Once a monolith rising from the open fields of the river bottom, the Skyview Drive-In now competes with the strip malls, fast food and the hectic traffic of North Belt West in Belleville. Opened in the summer of 1949, the Skyview was state of the art -- even expanding, like a dinosaur sprouting freakish wings, to Cinemascope dimensions -- until a tornado ripped those wings off in 1955. Twenty-six years later another wind storm all but razed the pink structure. The drive-in rose again, this time with two screens, now showing double features on summer nights. The look and feel of a '50s drive-in remains: The rocket-ship marquee announces titles like Matrix: Reloaded and American Wedding, kids hit the swings on the simple playground, and teenagers hustle corn dogs and lemonade at the snack shop. The sound system has abandoned the window-mount speakers and now transmits via radio waves; bring lounge chairs and a portable radio and you can sit under the stars and sink into the dream that only movies -- gigantic and irresistible as the horizon -- inspire.
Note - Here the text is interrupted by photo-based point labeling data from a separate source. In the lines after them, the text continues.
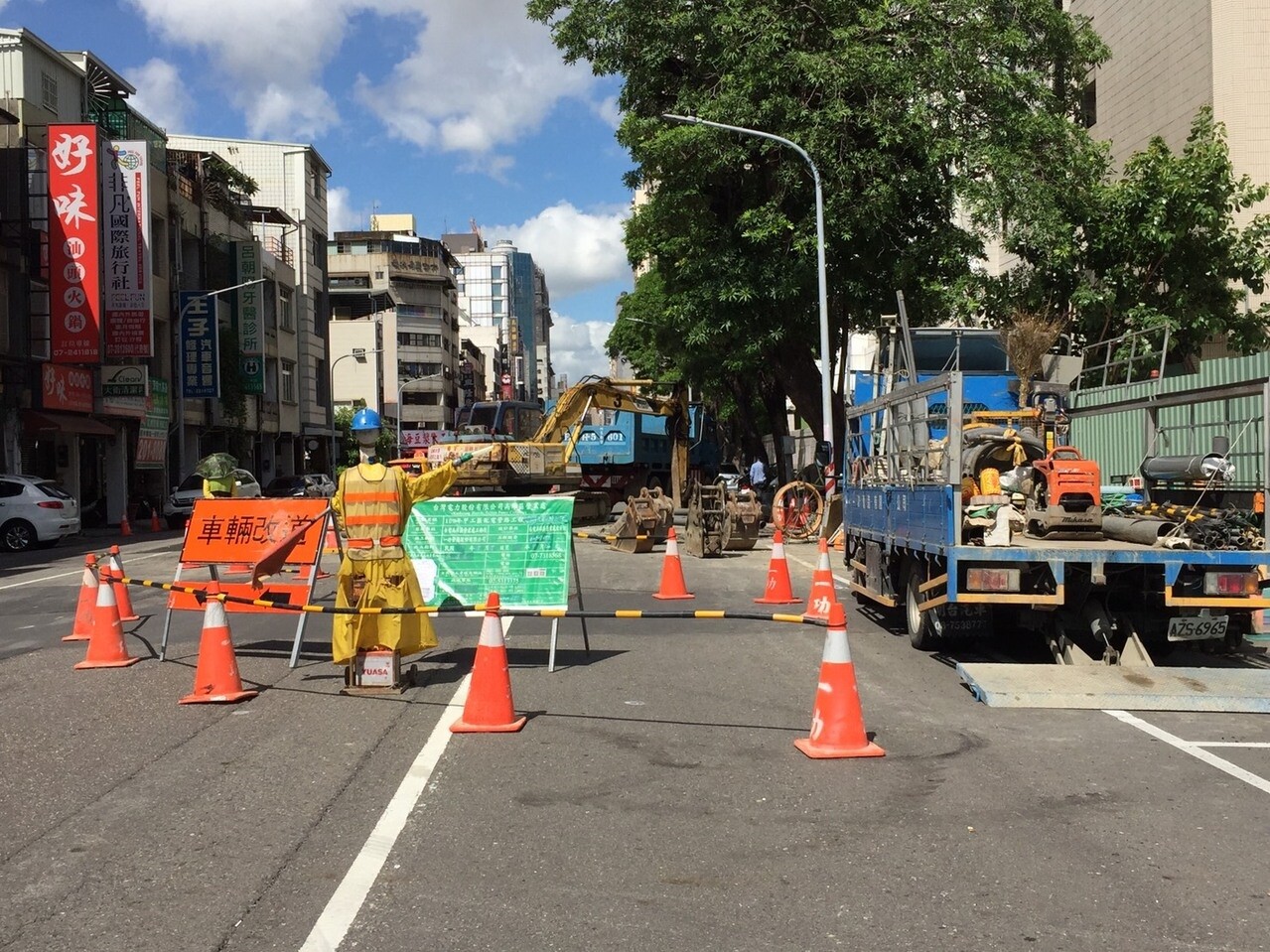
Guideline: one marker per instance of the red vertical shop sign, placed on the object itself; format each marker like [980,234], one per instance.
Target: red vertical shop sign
[73,245]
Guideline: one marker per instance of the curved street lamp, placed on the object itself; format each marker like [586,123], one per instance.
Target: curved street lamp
[825,385]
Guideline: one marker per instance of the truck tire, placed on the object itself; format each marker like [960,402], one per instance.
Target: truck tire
[920,624]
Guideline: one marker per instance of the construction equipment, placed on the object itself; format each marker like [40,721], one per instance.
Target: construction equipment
[645,522]
[705,534]
[546,463]
[1066,495]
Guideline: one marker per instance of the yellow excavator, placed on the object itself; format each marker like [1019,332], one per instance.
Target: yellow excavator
[545,463]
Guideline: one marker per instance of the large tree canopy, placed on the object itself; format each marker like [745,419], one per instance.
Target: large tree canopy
[928,122]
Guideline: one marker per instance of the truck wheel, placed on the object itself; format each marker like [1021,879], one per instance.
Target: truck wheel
[920,624]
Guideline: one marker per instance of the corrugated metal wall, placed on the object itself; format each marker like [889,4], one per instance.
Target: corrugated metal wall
[1119,441]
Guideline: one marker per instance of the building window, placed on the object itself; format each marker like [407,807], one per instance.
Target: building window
[288,381]
[1087,112]
[49,91]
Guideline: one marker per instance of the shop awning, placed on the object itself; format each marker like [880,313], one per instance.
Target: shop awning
[40,420]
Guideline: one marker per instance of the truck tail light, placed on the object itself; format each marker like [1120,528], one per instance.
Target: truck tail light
[1230,584]
[992,579]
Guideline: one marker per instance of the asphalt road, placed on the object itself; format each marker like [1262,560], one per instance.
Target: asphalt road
[654,800]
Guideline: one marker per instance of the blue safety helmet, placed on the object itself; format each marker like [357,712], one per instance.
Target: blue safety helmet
[365,419]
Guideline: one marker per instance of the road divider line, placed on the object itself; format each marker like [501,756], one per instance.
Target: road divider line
[1194,750]
[77,573]
[350,896]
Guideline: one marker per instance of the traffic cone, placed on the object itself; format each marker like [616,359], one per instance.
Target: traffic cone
[490,709]
[672,586]
[823,597]
[837,723]
[779,591]
[81,629]
[216,678]
[105,647]
[121,592]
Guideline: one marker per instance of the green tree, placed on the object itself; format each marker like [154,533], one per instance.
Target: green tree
[1165,249]
[929,122]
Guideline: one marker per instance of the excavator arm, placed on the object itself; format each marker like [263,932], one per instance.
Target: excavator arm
[563,425]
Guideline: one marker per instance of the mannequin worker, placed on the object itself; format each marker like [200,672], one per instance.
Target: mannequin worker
[372,505]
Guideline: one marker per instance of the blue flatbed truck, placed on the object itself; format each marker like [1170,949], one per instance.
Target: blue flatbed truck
[1095,601]
[633,451]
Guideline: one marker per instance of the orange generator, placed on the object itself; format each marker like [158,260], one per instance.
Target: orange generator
[1066,495]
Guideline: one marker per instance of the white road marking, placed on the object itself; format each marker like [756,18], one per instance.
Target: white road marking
[338,916]
[77,573]
[1196,750]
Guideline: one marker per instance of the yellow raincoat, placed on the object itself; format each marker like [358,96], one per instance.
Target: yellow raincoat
[372,506]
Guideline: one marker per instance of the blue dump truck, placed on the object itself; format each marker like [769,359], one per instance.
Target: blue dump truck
[972,515]
[633,451]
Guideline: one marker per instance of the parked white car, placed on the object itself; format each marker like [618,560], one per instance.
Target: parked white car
[35,511]
[179,505]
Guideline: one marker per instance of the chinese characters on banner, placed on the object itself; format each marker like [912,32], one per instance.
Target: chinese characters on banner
[200,345]
[67,388]
[153,432]
[249,317]
[126,294]
[73,246]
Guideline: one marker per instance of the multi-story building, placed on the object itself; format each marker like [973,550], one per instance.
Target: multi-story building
[101,228]
[394,299]
[292,178]
[501,287]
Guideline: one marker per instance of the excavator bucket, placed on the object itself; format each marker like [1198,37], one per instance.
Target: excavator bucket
[706,531]
[745,517]
[645,522]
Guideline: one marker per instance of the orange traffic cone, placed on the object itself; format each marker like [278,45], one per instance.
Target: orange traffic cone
[216,678]
[121,592]
[490,707]
[672,586]
[837,723]
[82,627]
[105,647]
[823,597]
[779,591]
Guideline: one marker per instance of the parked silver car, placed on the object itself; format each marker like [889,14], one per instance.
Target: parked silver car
[179,505]
[35,511]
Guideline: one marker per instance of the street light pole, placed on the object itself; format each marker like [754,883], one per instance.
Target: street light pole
[401,388]
[825,376]
[181,364]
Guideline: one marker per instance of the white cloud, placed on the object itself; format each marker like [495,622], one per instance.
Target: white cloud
[162,96]
[576,250]
[473,90]
[578,346]
[271,60]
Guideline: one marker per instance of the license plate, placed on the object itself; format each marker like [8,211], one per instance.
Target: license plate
[1198,627]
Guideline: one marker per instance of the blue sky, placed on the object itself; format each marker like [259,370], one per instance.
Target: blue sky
[450,109]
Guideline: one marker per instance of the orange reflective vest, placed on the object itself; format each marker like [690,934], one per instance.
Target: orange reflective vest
[373,514]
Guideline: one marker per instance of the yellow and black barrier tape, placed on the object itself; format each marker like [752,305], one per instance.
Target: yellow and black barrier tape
[701,613]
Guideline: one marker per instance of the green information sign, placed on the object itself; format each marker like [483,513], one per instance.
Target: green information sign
[463,549]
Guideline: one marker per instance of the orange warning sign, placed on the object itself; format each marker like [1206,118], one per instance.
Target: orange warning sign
[241,531]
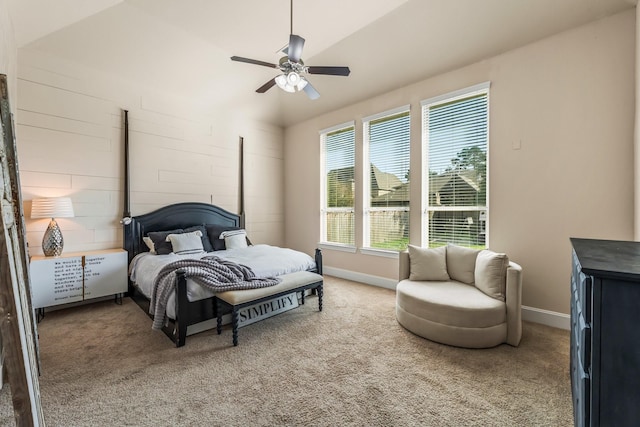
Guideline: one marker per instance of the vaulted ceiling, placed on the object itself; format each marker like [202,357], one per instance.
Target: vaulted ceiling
[184,46]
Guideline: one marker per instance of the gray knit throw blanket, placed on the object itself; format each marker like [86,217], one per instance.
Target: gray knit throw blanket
[211,272]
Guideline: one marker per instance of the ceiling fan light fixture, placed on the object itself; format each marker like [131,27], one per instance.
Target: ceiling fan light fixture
[283,83]
[293,78]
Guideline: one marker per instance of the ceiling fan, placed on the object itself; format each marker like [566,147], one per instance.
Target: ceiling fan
[293,68]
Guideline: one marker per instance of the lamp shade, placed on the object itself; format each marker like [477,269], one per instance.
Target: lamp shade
[52,207]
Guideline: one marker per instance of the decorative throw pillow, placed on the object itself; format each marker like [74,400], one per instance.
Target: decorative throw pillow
[186,243]
[234,239]
[214,231]
[160,243]
[461,263]
[206,244]
[491,273]
[147,241]
[428,264]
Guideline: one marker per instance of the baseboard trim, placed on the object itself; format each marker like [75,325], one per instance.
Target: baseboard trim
[529,314]
[546,317]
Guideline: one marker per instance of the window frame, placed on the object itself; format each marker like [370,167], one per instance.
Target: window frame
[324,209]
[366,178]
[450,97]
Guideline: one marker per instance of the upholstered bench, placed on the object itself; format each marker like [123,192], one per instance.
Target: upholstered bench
[237,300]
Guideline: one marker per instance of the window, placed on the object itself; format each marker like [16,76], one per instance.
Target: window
[455,135]
[338,184]
[387,147]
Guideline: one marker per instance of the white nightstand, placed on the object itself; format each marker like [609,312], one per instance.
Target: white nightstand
[77,276]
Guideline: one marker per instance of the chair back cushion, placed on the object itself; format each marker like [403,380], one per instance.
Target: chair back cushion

Cinema St. Louis, the organization formerly known as SLIFF, has grown in many directions over the past few years, the best of which showcases the filmmaking talents of homegrown auteurs. The St. Louis Filmmakers Showcase celebrated its third anniversary in 2003, hosting the talents of more than 65 local artists and entertaining some 2,200 viewers over the course of five days in June -- including one crowd of 700-plus for the premiere of Chris Grega's Amphetamine. The best twenty films were selected to screen again in the film festival in November: much-deserved exposure. Through its special events and forums, Cinema St. Louis promotes film "as an art form," providing opportunities to see works that would otherwise never see light in St. Louis' corporate-owned theaters.
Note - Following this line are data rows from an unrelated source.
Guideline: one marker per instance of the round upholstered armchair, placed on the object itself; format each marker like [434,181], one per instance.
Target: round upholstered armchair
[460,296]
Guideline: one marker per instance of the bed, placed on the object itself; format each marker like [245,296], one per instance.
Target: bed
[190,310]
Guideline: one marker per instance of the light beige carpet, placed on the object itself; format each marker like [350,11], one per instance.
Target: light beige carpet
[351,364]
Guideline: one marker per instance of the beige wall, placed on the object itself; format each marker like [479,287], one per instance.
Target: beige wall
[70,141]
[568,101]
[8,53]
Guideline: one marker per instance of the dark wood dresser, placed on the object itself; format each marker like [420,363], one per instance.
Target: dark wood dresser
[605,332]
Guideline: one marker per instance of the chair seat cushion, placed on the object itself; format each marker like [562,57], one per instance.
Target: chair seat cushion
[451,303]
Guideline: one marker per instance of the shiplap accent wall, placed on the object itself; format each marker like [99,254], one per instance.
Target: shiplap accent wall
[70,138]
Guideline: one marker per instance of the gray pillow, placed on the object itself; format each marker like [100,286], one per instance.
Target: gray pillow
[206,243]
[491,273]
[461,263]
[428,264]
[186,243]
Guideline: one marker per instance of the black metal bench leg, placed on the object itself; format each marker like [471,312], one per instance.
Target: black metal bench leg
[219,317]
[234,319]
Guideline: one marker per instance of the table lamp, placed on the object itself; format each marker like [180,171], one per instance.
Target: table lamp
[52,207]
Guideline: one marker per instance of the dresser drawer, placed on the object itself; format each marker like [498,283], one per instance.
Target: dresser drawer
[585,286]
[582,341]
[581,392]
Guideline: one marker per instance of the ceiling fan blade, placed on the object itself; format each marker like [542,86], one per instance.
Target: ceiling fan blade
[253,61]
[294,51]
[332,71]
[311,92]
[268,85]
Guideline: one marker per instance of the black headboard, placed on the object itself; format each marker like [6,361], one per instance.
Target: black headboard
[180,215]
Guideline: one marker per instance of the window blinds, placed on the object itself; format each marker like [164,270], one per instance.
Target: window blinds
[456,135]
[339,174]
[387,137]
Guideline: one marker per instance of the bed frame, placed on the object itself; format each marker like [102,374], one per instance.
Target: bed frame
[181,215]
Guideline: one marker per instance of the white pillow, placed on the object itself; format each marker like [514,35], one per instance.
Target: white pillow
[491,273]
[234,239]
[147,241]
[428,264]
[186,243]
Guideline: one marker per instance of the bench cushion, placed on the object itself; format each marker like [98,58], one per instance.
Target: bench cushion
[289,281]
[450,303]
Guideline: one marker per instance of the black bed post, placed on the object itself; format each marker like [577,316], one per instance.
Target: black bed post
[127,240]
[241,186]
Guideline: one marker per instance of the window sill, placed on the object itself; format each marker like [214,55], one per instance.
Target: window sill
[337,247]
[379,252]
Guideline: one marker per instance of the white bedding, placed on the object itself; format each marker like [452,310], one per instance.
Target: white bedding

There isn't a lot of money to be made on the local rock scene if you're a musician -- Clear Channel sees to that; hence the merch table that appears at nearly every show. Local bands attempt to financially justify getting the night off from work to play the show by selling logoed and branded shirts, hats, CD-R's, singles, tape comps, live videos, anything at all that brings in more money than it costs to make or buy wholesale. Some bands are better than others at merchandising themselves, but when it comes to laying out an enticing array of self-promotional paraphernalia, the Conformists are the acknowledged masters of the art. In addition to keeping all the aforementioned items in stock, the Conformists have, at various shows, attempted to sell rocks with "Conformists" hand-lettered in magic marker on them, shards of metal with the distinctive Conformist Kitties sticker slapped on them and a plastic ashtray that someone left on the merch table while they were sizing T-shirts. Art statement? Fugazi-esque commentary on the commercialization of youth culture? Desperate attempt to separate drunken showgoers from their cash? Who knows? A Conformist rock is no stupider than a Dead Celebrities T-shirt.